Researchers uncover insights into pioneer transcription factors

New research has revealed how proteins called pioneer transcription factors help turn on key genes that give cell types their unique properties and functions. The study was conducted at Cornell University, US. 

The scientists say that these pioneer factors help unspool tightly wound coils of DNA so that genetic blueprints in genes can be read and proteins that play roles in biological processes can be made.

“We know pretty well what pioneer factors are and what they do, but what we do not know is how they work exactly,” said first author Julius Judd, a graduate student in the lab of senior author Professor John Lis.

“DNA is wrapped around [nucleosomes] and so the backside of the DNA is inaccessible to recognition because it is up against these proteins,” Lis said.

According to the scientists, the transcription factors and machinery required to read DNA sequences for making proteins cannot access these genetic codes. Genes therefore exist in a default “off” state until the DNA can be accessed and the codes can be read.

In the study, the researchers focused on a suspected pioneer transcription factor found in fruit flies called GAGA-factor (GAF). Previous work in Lis’ lab has shown that GAF binds to target genes and removes nucleosomes which exposes DNA sequences that mark where transcription of a gene begins, called a promoter sequence.

Research in other labs has suggested that GAF plays a role in embryonic development. The researchers had evidence that GAF interacts with two different complexes called remodellers, which catalyse the process of removing the nucleosomes from DNA. All of this evidence led Lis, Judd and colleagues to believe that GAF was a pioneer factor.

To test their hypothesis, Judd ran a number of different genome-wide assays to monitor transcription; how accessible the chromatin (spooled DNA) is for transcription; where GAF binds; and the cellular levels of RNA that are translated into protein. They applied these assays both to untreated Drosophila cells and cells where GAF was depleted.

The studies revealed that when GAF binds to a target gene, it recruits a remodeller called PBAP, which removes these nucleosomes and creates an accessible tract of DNA for transcription. Furthermore, at some genes, nucleosomes immediately downstream of the promoter also need to be moved. In those cases, GAF relies on a different remodeller, called NURF, to push the first nucleosome along the gene out of the way to make it easier for the transcription machinery to transcribe the DNA.
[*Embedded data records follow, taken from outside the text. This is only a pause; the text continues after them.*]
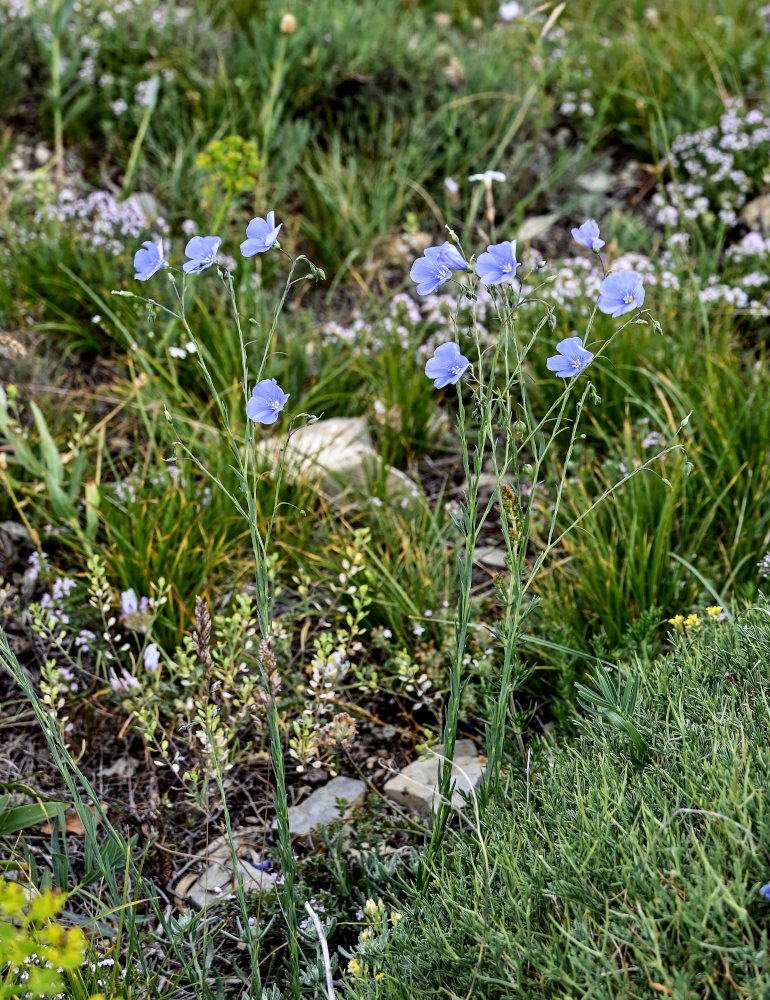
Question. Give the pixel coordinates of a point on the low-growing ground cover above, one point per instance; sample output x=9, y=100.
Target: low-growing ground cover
x=607, y=872
x=204, y=627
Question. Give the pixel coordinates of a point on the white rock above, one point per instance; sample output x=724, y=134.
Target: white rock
x=216, y=883
x=536, y=225
x=597, y=181
x=415, y=787
x=334, y=455
x=320, y=808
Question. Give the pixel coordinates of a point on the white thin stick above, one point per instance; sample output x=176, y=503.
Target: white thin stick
x=324, y=949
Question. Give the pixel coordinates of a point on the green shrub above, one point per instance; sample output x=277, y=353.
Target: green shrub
x=609, y=873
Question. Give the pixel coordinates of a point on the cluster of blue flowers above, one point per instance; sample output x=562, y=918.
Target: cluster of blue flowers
x=267, y=398
x=619, y=293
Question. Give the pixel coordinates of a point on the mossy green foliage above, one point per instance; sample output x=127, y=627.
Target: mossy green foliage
x=608, y=875
x=35, y=949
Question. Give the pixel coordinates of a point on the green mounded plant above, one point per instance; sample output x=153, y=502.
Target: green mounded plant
x=626, y=863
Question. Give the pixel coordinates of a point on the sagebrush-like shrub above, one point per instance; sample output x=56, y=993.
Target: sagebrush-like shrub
x=606, y=877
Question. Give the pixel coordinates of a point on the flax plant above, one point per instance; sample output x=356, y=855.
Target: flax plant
x=242, y=450
x=501, y=426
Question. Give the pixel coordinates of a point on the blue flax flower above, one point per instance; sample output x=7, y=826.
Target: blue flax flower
x=436, y=267
x=202, y=251
x=588, y=236
x=447, y=365
x=571, y=359
x=148, y=260
x=620, y=293
x=267, y=401
x=498, y=263
x=261, y=235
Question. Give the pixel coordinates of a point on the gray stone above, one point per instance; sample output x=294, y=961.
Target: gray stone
x=536, y=225
x=320, y=808
x=217, y=882
x=415, y=787
x=597, y=181
x=334, y=455
x=756, y=214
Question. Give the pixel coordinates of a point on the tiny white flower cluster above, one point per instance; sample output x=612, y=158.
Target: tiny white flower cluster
x=715, y=170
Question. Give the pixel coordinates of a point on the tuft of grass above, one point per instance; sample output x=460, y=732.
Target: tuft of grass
x=604, y=873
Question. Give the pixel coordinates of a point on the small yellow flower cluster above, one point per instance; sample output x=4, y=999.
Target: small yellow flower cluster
x=372, y=909
x=693, y=621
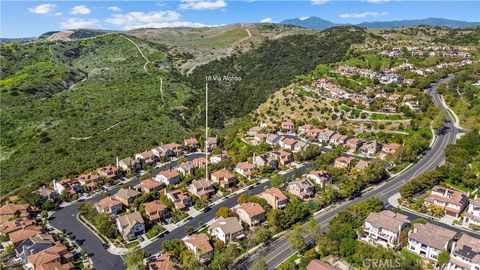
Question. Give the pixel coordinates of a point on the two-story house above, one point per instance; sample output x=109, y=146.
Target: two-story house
x=109, y=205
x=302, y=188
x=156, y=211
x=180, y=199
x=130, y=225
x=200, y=245
x=170, y=177
x=452, y=202
x=251, y=213
x=246, y=169
x=343, y=162
x=472, y=215
x=428, y=240
x=201, y=188
x=227, y=229
x=319, y=177
x=384, y=228
x=274, y=197
x=126, y=196
x=224, y=178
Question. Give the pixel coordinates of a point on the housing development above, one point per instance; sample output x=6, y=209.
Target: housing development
x=335, y=146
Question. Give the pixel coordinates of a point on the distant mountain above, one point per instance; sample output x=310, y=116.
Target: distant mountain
x=428, y=21
x=320, y=24
x=15, y=39
x=310, y=23
x=74, y=34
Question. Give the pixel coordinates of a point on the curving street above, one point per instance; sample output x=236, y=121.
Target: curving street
x=280, y=249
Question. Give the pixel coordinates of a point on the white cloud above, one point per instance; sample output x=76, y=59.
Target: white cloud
x=80, y=10
x=362, y=15
x=202, y=4
x=43, y=9
x=154, y=19
x=114, y=9
x=266, y=20
x=319, y=2
x=75, y=23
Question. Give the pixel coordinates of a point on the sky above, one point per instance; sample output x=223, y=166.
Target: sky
x=32, y=18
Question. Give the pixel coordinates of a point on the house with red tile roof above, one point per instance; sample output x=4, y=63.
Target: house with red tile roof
x=109, y=171
x=156, y=211
x=201, y=188
x=19, y=236
x=89, y=180
x=319, y=177
x=170, y=177
x=304, y=129
x=452, y=202
x=200, y=245
x=150, y=185
x=148, y=157
x=288, y=126
x=126, y=196
x=181, y=200
x=274, y=197
x=109, y=205
x=343, y=162
x=191, y=142
x=246, y=169
x=224, y=178
x=251, y=213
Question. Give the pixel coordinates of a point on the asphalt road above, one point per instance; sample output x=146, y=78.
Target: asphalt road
x=66, y=218
x=280, y=249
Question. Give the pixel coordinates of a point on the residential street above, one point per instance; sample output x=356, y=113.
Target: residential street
x=280, y=250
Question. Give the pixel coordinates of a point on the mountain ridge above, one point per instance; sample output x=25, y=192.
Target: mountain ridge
x=321, y=24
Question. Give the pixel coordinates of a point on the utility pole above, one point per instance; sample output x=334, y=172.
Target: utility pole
x=206, y=130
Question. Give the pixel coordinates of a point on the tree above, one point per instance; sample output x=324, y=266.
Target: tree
x=438, y=121
x=277, y=180
x=261, y=235
x=134, y=259
x=259, y=264
x=189, y=230
x=242, y=198
x=223, y=212
x=175, y=246
x=443, y=258
x=297, y=239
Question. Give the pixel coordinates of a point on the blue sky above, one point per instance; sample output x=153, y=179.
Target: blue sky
x=32, y=18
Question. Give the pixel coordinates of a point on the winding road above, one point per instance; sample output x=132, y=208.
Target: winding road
x=280, y=249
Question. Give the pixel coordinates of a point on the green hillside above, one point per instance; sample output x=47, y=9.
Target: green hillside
x=115, y=108
x=272, y=65
x=71, y=106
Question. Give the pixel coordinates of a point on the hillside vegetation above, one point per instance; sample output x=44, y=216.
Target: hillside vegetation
x=72, y=106
x=114, y=109
x=267, y=68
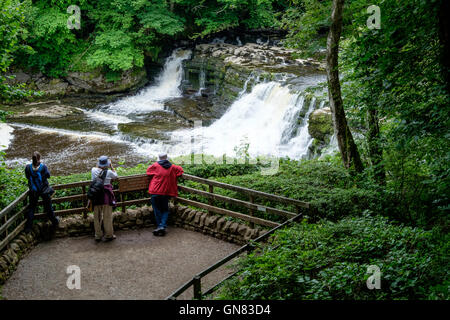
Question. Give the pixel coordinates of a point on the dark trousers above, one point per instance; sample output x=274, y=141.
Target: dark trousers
x=34, y=198
x=160, y=206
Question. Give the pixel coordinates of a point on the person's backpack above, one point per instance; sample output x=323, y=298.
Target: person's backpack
x=36, y=178
x=96, y=190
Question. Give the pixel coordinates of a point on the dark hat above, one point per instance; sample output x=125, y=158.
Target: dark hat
x=103, y=161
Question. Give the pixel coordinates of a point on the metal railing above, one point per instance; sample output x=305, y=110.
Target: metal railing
x=127, y=188
x=195, y=282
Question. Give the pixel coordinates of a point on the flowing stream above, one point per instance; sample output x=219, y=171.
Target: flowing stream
x=265, y=120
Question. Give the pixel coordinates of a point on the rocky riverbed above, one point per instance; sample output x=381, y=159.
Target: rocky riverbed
x=90, y=116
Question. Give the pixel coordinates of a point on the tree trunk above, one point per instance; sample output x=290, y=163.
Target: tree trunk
x=347, y=146
x=375, y=150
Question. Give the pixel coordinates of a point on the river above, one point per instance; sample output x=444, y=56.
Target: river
x=264, y=120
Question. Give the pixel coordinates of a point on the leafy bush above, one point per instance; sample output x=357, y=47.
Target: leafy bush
x=332, y=192
x=330, y=260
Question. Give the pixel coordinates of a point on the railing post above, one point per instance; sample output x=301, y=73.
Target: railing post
x=252, y=212
x=197, y=288
x=124, y=209
x=83, y=189
x=6, y=230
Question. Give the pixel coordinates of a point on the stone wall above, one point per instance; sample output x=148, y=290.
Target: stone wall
x=75, y=225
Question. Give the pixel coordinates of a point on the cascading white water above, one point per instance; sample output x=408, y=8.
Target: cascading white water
x=167, y=86
x=5, y=135
x=260, y=119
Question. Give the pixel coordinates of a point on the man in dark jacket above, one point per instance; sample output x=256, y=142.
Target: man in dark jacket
x=163, y=185
x=37, y=174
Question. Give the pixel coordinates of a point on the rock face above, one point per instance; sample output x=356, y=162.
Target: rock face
x=227, y=70
x=96, y=81
x=81, y=82
x=320, y=125
x=54, y=111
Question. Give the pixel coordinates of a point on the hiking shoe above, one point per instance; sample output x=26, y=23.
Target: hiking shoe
x=110, y=239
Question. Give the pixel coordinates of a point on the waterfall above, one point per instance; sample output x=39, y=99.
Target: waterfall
x=5, y=135
x=263, y=120
x=152, y=98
“We found one pioneer factor that can interact with both remodellers and act at different steps in the process of transcription. That is what is particularly novel,” Lis said.

Prior evidence has identified remodelling complexes almost identical to PBAP and NURF in yeast and there are suggestions that this process occurs in mice and possibly mammals.

“We think the way these remodellers are working is a deeply conserved and the conclusions are broadly applicable,” Judd said.

The results were published in Genes & Development.